0Yorum

Güzel Günler Göreceğiz

Ünlü psikiyatr Viktor Frankl, bir kitabında:

“Nazi kamplarında iki yol sunmuşlardı bize: Ya tamamıyla teslim olup kendi benzerlerimize zulmetmek ya da direnmeyi göze alıp iyi insanlar olarak devam etmek. Bu kamplarda hayata anlam ile tutunan insanlar ayakta kaldı. Ama umudunu yitirenlerin, kendilerini o totaliter aygıtın pençesinde zavallı varlıklar olarak gören kişilerin çoğu öldü. Tünelin sonunda her zaman ışık vardır, hayata bağlanın,” diyor.

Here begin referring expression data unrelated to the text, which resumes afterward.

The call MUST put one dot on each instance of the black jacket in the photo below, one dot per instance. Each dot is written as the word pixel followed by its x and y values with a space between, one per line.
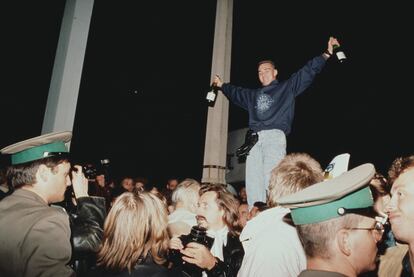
pixel 145 268
pixel 86 223
pixel 233 254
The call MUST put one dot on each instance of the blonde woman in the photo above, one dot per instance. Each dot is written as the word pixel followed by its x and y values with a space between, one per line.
pixel 135 237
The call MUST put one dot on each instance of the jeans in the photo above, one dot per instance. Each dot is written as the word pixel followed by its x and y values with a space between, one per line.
pixel 263 157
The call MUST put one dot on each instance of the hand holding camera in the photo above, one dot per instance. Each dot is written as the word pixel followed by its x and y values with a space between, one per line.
pixel 79 182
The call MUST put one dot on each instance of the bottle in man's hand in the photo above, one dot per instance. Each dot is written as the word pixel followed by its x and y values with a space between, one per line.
pixel 211 96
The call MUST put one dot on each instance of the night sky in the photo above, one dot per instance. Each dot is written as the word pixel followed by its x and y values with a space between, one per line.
pixel 147 70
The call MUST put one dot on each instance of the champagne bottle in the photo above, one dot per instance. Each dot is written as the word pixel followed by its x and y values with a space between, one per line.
pixel 339 53
pixel 212 95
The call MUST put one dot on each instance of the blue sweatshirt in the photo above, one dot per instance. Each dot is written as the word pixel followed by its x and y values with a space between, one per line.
pixel 273 106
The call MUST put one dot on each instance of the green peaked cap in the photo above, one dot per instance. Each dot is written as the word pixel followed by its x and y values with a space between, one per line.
pixel 38 147
pixel 331 198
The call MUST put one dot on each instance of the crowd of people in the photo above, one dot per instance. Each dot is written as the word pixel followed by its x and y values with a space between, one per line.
pixel 356 224
pixel 289 220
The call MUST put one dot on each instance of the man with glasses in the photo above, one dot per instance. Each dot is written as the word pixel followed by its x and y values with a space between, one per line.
pixel 400 209
pixel 337 224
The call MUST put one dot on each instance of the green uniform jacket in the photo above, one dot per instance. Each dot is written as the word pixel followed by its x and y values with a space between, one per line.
pixel 34 237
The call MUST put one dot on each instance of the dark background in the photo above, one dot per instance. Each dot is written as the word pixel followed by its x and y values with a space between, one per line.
pixel 147 70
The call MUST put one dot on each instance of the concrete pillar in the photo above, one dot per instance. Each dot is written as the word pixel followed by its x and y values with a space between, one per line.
pixel 214 165
pixel 67 69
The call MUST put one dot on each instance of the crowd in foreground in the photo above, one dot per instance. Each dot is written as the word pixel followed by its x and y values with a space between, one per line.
pixel 356 224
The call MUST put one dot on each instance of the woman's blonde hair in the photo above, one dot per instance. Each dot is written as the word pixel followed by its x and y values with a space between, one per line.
pixel 135 227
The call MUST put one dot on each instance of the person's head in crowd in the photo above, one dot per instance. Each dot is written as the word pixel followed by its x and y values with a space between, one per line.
pixel 400 208
pixel 47 175
pixel 135 232
pixel 5 189
pixel 258 207
pixel 172 183
pixel 140 183
pixel 295 172
pixel 185 200
pixel 336 223
pixel 217 208
pixel 33 234
pixel 186 195
pixel 242 194
pixel 243 214
pixel 155 191
pixel 380 192
pixel 127 183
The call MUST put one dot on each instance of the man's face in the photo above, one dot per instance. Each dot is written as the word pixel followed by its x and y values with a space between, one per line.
pixel 208 213
pixel 243 194
pixel 267 73
pixel 363 245
pixel 128 184
pixel 58 182
pixel 100 180
pixel 172 184
pixel 400 209
pixel 243 214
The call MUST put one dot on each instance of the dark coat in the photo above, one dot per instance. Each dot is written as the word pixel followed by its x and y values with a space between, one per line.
pixel 86 223
pixel 34 237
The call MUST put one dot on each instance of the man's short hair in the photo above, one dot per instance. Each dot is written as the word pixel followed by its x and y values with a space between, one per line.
pixel 266 61
pixel 398 166
pixel 226 202
pixel 295 172
pixel 186 192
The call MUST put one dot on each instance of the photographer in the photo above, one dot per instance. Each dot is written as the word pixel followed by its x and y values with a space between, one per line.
pixel 217 213
pixel 86 217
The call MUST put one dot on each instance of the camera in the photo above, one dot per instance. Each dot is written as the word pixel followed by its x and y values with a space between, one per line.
pixel 198 234
pixel 90 171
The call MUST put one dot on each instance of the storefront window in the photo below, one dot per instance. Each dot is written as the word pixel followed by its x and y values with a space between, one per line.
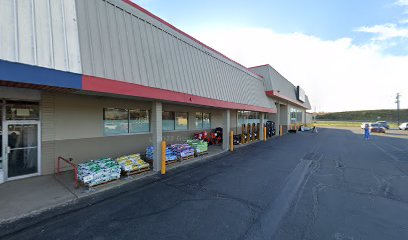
pixel 206 120
pixel 248 117
pixel 22 111
pixel 116 121
pixel 168 121
pixel 295 115
pixel 199 120
pixel 202 120
pixel 139 121
pixel 181 121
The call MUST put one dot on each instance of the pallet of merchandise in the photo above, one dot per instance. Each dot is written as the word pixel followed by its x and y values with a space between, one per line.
pixel 186 158
pixel 138 171
pixel 197 154
pixel 171 162
pixel 98 185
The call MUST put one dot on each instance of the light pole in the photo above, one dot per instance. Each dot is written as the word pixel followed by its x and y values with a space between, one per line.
pixel 398 102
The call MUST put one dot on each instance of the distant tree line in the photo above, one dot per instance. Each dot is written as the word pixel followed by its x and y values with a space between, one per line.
pixel 367 115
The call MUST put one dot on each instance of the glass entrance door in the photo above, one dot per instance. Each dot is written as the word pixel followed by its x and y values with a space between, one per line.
pixel 22 149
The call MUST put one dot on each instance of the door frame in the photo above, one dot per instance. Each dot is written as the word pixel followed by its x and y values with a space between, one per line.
pixel 5 148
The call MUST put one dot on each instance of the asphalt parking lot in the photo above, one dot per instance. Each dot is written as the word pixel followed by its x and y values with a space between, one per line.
pixel 330 185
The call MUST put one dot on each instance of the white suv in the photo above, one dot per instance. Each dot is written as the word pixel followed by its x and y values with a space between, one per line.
pixel 403 126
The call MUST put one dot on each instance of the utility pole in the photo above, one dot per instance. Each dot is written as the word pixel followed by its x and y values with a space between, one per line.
pixel 397 102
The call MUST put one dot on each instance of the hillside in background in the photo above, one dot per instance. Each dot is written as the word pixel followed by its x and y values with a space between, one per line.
pixel 367 115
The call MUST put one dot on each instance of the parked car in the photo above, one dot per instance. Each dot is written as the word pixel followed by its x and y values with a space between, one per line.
pixel 376 127
pixel 403 126
pixel 384 124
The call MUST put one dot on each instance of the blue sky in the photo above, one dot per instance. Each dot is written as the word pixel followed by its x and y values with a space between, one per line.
pixel 322 45
pixel 327 19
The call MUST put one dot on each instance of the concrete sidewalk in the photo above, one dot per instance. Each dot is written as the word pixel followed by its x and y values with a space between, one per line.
pixel 33 196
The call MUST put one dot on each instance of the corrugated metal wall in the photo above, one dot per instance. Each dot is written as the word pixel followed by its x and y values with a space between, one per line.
pixel 122 43
pixel 40 32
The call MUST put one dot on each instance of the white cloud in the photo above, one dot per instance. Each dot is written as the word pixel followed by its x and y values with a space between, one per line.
pixel 402 2
pixel 336 75
pixel 404 21
pixel 385 31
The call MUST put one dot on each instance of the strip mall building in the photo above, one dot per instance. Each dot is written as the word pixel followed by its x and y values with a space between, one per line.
pixel 101 78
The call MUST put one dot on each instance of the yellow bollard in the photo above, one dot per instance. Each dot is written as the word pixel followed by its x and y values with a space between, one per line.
pixel 253 132
pixel 163 168
pixel 265 134
pixel 243 134
pixel 232 141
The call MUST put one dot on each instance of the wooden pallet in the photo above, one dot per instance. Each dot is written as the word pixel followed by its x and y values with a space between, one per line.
pixel 138 171
pixel 99 185
pixel 187 158
pixel 201 153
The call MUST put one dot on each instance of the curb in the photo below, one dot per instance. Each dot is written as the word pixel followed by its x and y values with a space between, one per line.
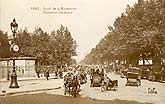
pixel 43 78
pixel 19 92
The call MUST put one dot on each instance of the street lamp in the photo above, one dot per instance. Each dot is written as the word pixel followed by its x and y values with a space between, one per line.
pixel 14 48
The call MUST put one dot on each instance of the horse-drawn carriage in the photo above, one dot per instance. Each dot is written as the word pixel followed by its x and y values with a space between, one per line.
pixel 82 78
pixel 109 85
pixel 96 79
pixel 123 73
pixel 133 77
pixel 71 85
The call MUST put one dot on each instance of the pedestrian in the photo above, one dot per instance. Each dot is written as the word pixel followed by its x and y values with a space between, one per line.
pixel 47 74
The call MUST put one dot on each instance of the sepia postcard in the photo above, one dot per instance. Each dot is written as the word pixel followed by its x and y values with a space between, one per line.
pixel 82 51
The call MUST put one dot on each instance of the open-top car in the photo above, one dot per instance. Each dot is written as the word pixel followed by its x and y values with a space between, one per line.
pixel 133 77
pixel 123 73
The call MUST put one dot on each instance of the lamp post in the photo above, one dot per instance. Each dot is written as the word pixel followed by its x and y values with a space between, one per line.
pixel 14 48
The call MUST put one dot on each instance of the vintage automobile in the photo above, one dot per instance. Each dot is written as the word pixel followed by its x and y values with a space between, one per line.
pixel 96 80
pixel 155 76
pixel 82 78
pixel 108 86
pixel 123 74
pixel 145 72
pixel 133 77
pixel 68 85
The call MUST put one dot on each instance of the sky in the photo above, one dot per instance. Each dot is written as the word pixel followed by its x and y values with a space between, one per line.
pixel 87 20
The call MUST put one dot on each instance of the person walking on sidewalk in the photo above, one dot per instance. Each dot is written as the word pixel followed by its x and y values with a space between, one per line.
pixel 47 74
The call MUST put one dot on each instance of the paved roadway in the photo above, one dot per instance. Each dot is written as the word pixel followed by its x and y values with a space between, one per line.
pixel 127 94
pixel 131 93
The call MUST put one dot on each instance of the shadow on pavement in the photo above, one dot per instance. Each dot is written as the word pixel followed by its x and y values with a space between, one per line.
pixel 44 98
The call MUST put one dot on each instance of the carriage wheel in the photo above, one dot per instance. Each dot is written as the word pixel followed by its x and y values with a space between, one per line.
pixel 103 88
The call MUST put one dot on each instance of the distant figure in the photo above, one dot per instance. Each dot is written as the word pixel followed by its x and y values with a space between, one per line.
pixel 47 74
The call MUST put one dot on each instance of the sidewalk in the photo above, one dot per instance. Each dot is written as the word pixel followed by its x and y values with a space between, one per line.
pixel 30 85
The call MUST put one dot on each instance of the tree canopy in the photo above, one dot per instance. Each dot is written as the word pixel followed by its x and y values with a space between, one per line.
pixel 137 33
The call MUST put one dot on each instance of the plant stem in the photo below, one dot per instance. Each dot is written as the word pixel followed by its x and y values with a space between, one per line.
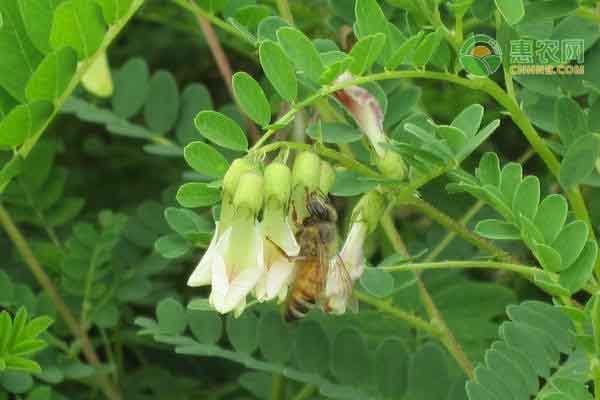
pixel 224 67
pixel 284 10
pixel 385 306
pixel 461 230
pixel 446 336
pixel 306 391
pixel 278 383
pixel 483 84
pixel 26 147
pixel 470 214
pixel 525 270
pixel 63 310
pixel 199 11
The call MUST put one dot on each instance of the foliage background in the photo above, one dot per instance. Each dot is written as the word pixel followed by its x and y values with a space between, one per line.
pixel 95 200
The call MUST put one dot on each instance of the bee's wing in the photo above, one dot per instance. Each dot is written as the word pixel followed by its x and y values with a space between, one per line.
pixel 339 272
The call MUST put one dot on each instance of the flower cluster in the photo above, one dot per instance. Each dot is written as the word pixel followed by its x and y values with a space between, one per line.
pixel 367 113
pixel 254 246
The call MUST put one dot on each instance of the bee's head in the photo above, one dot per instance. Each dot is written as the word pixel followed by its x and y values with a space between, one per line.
pixel 319 208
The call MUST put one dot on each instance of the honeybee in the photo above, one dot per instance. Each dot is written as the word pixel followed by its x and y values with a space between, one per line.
pixel 318 261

Eşini, annesini ve babasını Nazi kamplarında kaybeden Frankl, hayattan hiçbir zaman kopmadı.

MİDENİZ SİZİ AFFETMEZ

Yurt dışında yerleşmek niyetinde olanlara şöyle söylüyorum: Milyar dolarlarınız bile olsa elin vatanında ikinci sınıf vatandaştan öteye gidemezsiniz. Vatan kavramını orada anlar, anneannenizin menemenini çok özlersiniz. Çünkü oralarda buram buram kokan Kösedere domatesi yok. Kastamonu sarımsağı, Kayseri pastırması, Trabzon tereyağı, İspir fasulyesi, Meriç pirinci ve sayfalarca yazabileceğim Anadolu ürünleri… Yediğiniz şaşalı yemekler bir süre sonra Anadolu 'aş'ını özletecektir.

ÜRETİMDEN DOĞAN SEVİNÇ

Konya ovasından küçük, 102 milyar dolar tarım ürünü ihraç eden Hollanda’nın geçen hafta yaptıklarını gördükçe yüreğim yaralandı. Şimdi kucaklaşmanın tam zamanı!

Ülkeyi zenginleştirmenin yolu üretimden geçer. Genç bir emekli ordusu var. Hemen yarın buluşup arkadaşlarla küçük sermaye ile ceviz, badem, nar ekin. İnanın ömrünüz uzayacak ve ürettiğiniz için mutlu olacaksınız. Türkiye coğrafyası dünyanın en verimli topraklarını içinde barındırıyor, bu şansı değerlendirmeliyiz. Balıktan, hayvancılığa, peynircilikten, arıcılığa ülkede üretim seferberliği yapmak, çok büyük hayalperestlik midir? Verimli Anadolu topraklarına, Mezopotamya’ya, Ege’ye, Karadeniz’e, Akdeniz’e, Marmara’ya bakınca hiç değil!

Güzel günler göreceğiz çocuklar. Şimdi kafalarımızı kuma gömmenin zamanı değil, Anadolu topraklarını şahlandırma, denizlerimizi akvaryum yapma zamanı.